For me there wasn't that much to lose. Having a flexible schedule and flying with just one person helped. A strong desire to go home, as well as knowing the worst thing that would happen was wasting a day, shuttling back and forth to the airport, and having to come back again at a later date. It also takes, bit of courage, and a sense of entitlement, as well as just plain gall. Having the backing of a corporate expense account that knows if strange stuff happens, they'll pay for things that appear 'reasonable' helps too.

This is the kind of stuff that only comes from being a very frequent flyer, who's always changing his schedule. I think I've paid a change fee on usually international, but sometimes even domestic flights, on about half if not more of my business trips.

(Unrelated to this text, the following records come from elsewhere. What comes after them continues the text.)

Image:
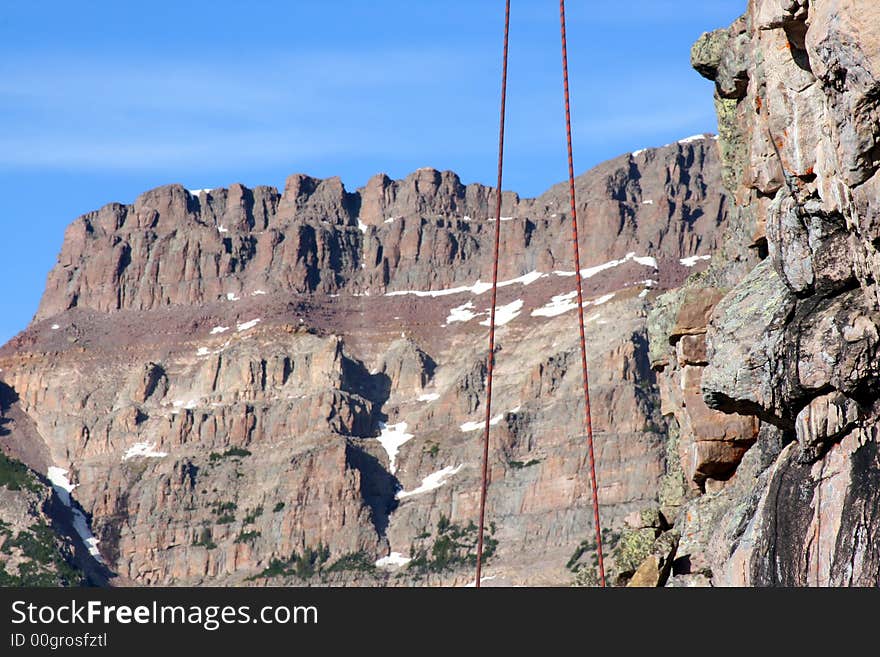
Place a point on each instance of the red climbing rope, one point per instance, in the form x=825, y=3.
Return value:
x=491, y=359
x=577, y=261
x=577, y=268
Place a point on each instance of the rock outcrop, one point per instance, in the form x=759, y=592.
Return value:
x=251, y=388
x=789, y=349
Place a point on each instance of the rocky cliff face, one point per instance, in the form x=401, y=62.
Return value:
x=768, y=360
x=237, y=386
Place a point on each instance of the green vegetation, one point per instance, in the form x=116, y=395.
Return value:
x=304, y=565
x=15, y=475
x=359, y=561
x=454, y=547
x=45, y=565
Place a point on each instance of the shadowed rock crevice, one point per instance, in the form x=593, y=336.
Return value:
x=378, y=487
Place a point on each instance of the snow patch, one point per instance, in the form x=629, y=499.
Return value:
x=392, y=438
x=431, y=482
x=247, y=325
x=63, y=488
x=693, y=260
x=505, y=314
x=393, y=560
x=589, y=272
x=145, y=450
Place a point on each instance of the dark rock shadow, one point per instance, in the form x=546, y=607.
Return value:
x=378, y=486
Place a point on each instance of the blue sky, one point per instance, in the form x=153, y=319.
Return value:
x=101, y=100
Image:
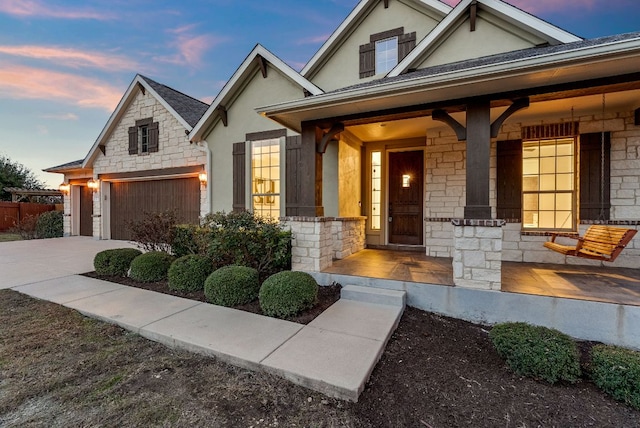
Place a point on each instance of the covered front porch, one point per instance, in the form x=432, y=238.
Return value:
x=592, y=283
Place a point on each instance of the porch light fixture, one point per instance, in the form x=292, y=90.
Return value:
x=64, y=188
x=93, y=185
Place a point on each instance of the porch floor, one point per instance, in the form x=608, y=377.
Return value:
x=594, y=283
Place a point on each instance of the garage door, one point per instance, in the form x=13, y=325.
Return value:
x=131, y=200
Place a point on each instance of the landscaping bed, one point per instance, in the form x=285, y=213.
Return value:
x=327, y=296
x=59, y=369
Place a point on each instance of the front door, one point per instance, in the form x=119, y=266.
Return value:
x=406, y=184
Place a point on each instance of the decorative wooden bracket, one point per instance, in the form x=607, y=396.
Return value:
x=222, y=111
x=443, y=116
x=473, y=15
x=336, y=128
x=263, y=65
x=518, y=104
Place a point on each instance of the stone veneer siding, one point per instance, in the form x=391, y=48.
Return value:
x=317, y=241
x=445, y=191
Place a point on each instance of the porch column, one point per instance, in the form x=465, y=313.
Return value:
x=310, y=172
x=478, y=159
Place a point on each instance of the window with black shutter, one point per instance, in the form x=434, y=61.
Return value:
x=595, y=176
x=384, y=51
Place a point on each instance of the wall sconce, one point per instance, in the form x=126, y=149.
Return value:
x=64, y=188
x=93, y=185
x=203, y=177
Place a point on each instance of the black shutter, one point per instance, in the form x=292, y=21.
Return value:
x=367, y=60
x=406, y=43
x=239, y=177
x=593, y=202
x=154, y=136
x=509, y=179
x=293, y=153
x=133, y=140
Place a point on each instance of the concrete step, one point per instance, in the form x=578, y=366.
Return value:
x=378, y=296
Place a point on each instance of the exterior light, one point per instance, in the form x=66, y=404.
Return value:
x=64, y=188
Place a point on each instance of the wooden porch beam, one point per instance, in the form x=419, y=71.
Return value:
x=327, y=137
x=518, y=104
x=443, y=116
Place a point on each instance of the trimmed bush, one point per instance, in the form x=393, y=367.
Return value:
x=232, y=286
x=287, y=293
x=617, y=372
x=151, y=267
x=115, y=262
x=538, y=352
x=49, y=225
x=188, y=273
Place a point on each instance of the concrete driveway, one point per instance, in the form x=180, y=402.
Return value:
x=26, y=262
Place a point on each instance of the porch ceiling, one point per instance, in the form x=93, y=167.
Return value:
x=544, y=107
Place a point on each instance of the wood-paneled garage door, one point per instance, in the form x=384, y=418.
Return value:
x=130, y=200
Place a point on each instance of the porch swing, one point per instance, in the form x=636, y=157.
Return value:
x=600, y=242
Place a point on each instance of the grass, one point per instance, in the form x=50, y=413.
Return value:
x=6, y=237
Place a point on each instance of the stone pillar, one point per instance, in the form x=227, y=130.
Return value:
x=312, y=246
x=477, y=255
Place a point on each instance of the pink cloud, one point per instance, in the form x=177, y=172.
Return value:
x=39, y=8
x=20, y=82
x=71, y=57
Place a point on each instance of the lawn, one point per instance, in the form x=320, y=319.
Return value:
x=60, y=369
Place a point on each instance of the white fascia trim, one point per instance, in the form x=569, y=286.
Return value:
x=503, y=10
x=347, y=24
x=230, y=87
x=452, y=78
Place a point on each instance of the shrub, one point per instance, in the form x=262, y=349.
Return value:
x=241, y=238
x=188, y=273
x=232, y=286
x=287, y=293
x=115, y=262
x=151, y=267
x=539, y=352
x=189, y=239
x=617, y=372
x=49, y=225
x=154, y=232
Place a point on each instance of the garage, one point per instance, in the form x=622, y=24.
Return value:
x=131, y=200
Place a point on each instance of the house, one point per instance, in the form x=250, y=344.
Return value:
x=468, y=133
x=141, y=162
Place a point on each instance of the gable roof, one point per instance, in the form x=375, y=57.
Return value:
x=236, y=82
x=185, y=109
x=362, y=9
x=552, y=34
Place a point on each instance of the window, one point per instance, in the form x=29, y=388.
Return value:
x=386, y=55
x=548, y=184
x=265, y=177
x=376, y=190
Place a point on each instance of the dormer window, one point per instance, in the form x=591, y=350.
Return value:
x=384, y=51
x=386, y=55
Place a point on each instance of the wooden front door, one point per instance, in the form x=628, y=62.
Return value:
x=406, y=195
x=86, y=211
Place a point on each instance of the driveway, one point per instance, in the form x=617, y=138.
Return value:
x=26, y=262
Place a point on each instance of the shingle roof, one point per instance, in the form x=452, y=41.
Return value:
x=494, y=59
x=189, y=108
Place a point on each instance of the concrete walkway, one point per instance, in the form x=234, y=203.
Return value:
x=334, y=354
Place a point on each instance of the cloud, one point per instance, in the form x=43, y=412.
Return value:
x=71, y=57
x=21, y=82
x=41, y=9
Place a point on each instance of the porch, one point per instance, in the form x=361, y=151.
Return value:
x=592, y=283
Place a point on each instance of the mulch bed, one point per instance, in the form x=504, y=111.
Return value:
x=327, y=296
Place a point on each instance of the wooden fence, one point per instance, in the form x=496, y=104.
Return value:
x=12, y=212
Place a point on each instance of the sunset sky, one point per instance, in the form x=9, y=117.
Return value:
x=64, y=64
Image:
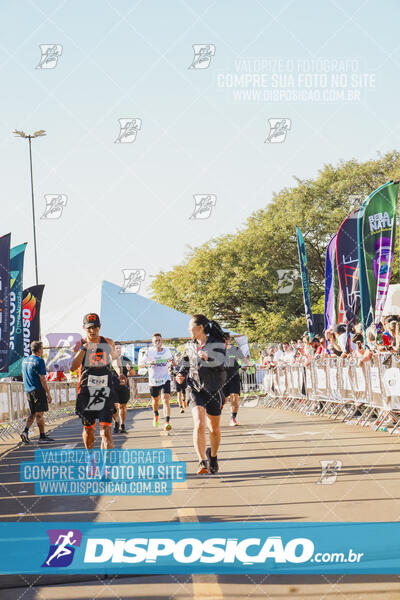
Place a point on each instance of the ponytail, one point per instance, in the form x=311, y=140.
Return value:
x=210, y=327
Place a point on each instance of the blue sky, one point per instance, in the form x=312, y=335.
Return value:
x=129, y=204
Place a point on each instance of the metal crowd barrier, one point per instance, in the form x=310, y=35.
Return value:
x=14, y=407
x=335, y=387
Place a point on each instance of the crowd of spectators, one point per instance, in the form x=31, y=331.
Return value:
x=337, y=342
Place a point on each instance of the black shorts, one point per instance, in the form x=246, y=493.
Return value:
x=89, y=417
x=181, y=387
x=122, y=395
x=155, y=390
x=232, y=385
x=37, y=400
x=213, y=403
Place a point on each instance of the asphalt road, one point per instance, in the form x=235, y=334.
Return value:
x=270, y=470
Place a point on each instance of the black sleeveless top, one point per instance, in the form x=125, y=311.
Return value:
x=96, y=362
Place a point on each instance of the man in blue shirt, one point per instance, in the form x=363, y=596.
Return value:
x=35, y=384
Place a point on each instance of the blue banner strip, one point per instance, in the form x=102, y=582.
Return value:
x=220, y=548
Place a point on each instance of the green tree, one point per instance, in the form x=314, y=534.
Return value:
x=233, y=278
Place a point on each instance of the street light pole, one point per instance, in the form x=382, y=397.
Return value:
x=29, y=138
x=33, y=207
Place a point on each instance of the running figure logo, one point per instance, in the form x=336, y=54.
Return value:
x=128, y=130
x=50, y=55
x=63, y=543
x=203, y=205
x=132, y=280
x=98, y=397
x=286, y=279
x=278, y=129
x=203, y=54
x=329, y=471
x=55, y=203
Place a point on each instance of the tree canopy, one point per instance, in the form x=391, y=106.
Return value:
x=234, y=278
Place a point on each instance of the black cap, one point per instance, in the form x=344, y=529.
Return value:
x=91, y=320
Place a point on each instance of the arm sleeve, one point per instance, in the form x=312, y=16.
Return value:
x=184, y=364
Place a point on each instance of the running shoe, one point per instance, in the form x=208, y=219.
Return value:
x=202, y=467
x=212, y=462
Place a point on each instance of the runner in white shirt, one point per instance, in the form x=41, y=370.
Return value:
x=157, y=360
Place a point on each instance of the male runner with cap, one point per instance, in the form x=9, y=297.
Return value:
x=95, y=399
x=180, y=387
x=122, y=392
x=156, y=359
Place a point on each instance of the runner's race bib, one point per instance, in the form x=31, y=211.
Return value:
x=97, y=380
x=99, y=392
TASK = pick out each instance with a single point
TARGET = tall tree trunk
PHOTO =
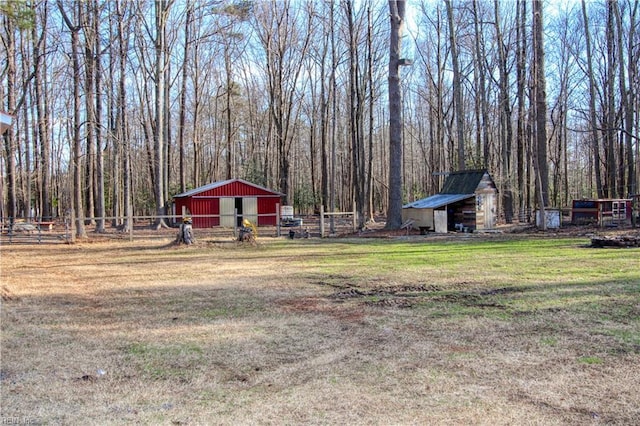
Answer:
(161, 12)
(100, 192)
(394, 209)
(183, 99)
(42, 114)
(484, 113)
(610, 128)
(90, 102)
(78, 204)
(522, 114)
(9, 136)
(541, 108)
(595, 144)
(506, 139)
(457, 88)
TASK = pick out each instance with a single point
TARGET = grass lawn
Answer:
(500, 331)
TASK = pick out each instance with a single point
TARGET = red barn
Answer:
(216, 204)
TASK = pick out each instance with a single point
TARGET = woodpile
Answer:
(617, 241)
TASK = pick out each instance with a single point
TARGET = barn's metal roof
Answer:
(437, 201)
(464, 182)
(219, 184)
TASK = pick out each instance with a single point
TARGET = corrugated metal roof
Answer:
(219, 184)
(437, 201)
(463, 182)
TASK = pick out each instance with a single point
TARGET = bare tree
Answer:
(394, 209)
(457, 87)
(539, 84)
(78, 204)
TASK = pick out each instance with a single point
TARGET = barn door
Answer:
(250, 209)
(227, 211)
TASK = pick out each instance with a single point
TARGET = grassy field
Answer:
(469, 330)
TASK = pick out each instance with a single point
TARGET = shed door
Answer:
(619, 211)
(227, 211)
(250, 209)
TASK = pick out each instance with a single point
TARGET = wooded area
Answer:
(119, 105)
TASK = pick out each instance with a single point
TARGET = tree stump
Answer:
(185, 235)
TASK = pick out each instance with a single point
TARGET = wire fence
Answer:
(63, 230)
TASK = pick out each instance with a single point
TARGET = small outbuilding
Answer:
(602, 212)
(227, 203)
(467, 202)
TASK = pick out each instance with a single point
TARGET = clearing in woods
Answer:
(468, 330)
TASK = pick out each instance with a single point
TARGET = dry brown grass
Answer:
(226, 334)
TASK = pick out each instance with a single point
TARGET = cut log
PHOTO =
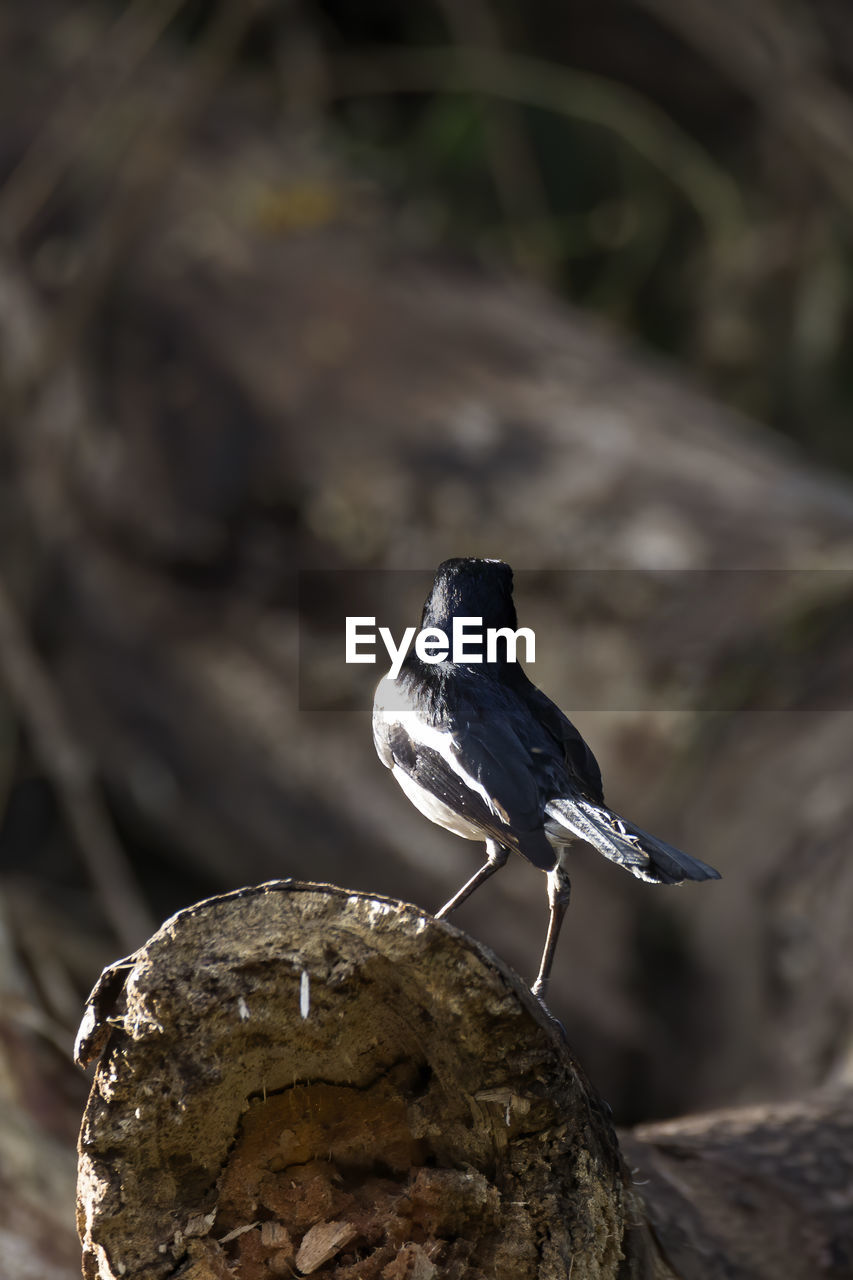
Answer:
(297, 1079)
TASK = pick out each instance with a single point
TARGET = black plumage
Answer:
(484, 753)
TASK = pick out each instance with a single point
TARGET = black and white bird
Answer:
(482, 752)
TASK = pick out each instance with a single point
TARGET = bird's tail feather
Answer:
(647, 856)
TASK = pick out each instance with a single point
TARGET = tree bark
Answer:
(297, 1079)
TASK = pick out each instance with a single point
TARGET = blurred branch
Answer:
(575, 95)
(774, 53)
(514, 165)
(73, 122)
(73, 775)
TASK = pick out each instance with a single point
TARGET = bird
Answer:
(482, 752)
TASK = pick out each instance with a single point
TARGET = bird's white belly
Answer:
(436, 809)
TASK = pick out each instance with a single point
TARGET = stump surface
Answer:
(301, 1080)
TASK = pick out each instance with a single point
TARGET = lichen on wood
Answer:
(301, 1080)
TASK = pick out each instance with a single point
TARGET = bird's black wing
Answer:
(580, 763)
(477, 764)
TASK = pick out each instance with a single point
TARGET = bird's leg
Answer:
(496, 858)
(559, 894)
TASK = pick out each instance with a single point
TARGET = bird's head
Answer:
(474, 589)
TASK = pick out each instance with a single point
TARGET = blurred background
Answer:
(295, 287)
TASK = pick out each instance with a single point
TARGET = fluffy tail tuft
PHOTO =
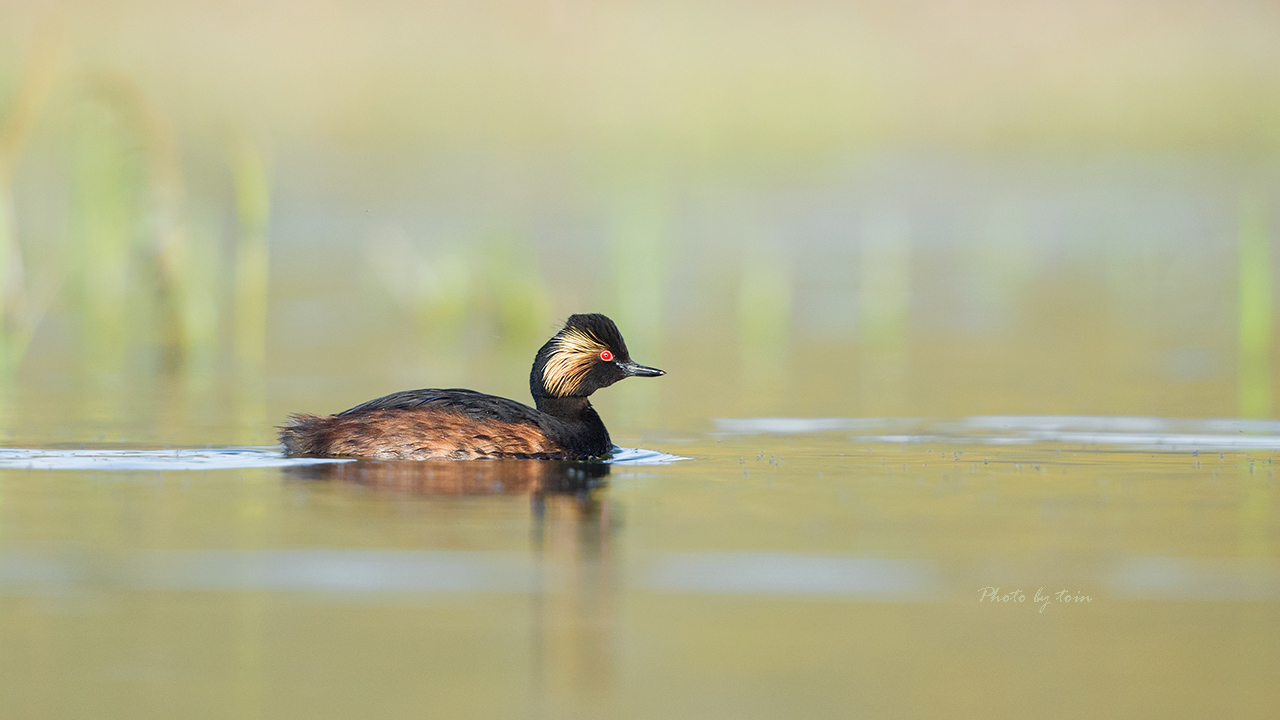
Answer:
(307, 436)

This one was probably the most egregious example of not accepting or doing what you're supposed to.
I wasn't supposed to fly on the weekend.
The ticket wasn't even valid,
I was told that all the flights were full,
Even before I got to the airport, I was warned that I might not get on the plane.

But yet I did, and for almost nothing.

I guess this proves that even the tightest fare rules, if you go high enough, there's someone who has the authority to overrule it. The airlines have their restrictions and rules, but I don't think the rules apply to me. I must think I'm special or something.

Yet I'm far from deserving of special treatment, by them. I'm am airline cockroach to my favorite air carrier at this point. While I may pay full fare for tickets on a discount carrier, on this major carrier, where all my frequent flyer miles are, I'm probably a considered a pest. I'm one of those people who flys all the time, and even has elite status, but at this point if they look at their records, they'll see that I'm not one of their cash cows, in fact they might not even be making any money at all from all my travel. My philosophy about air travel is this, even if there are change restrictions on the ticket, buy the cheapest fare you can find, because even if there are rules on what you can and cannot do with the date, routing, or even destination, in the fare that would accommodate your changes, would cost more than the change fees, or even purchasing a second ticket.

At this point, I don't know if I'll try to pull a stunt like this again, or knowing that this is possible, thinking that I'll have to find a way to push the boundary even further of what an airline will do for their customers. The rules can be changed, and overridden. Ultimately the decision whether I get away with it lies not in their complex computer system, but on the judgment of a person. And in this case, persistence paid off.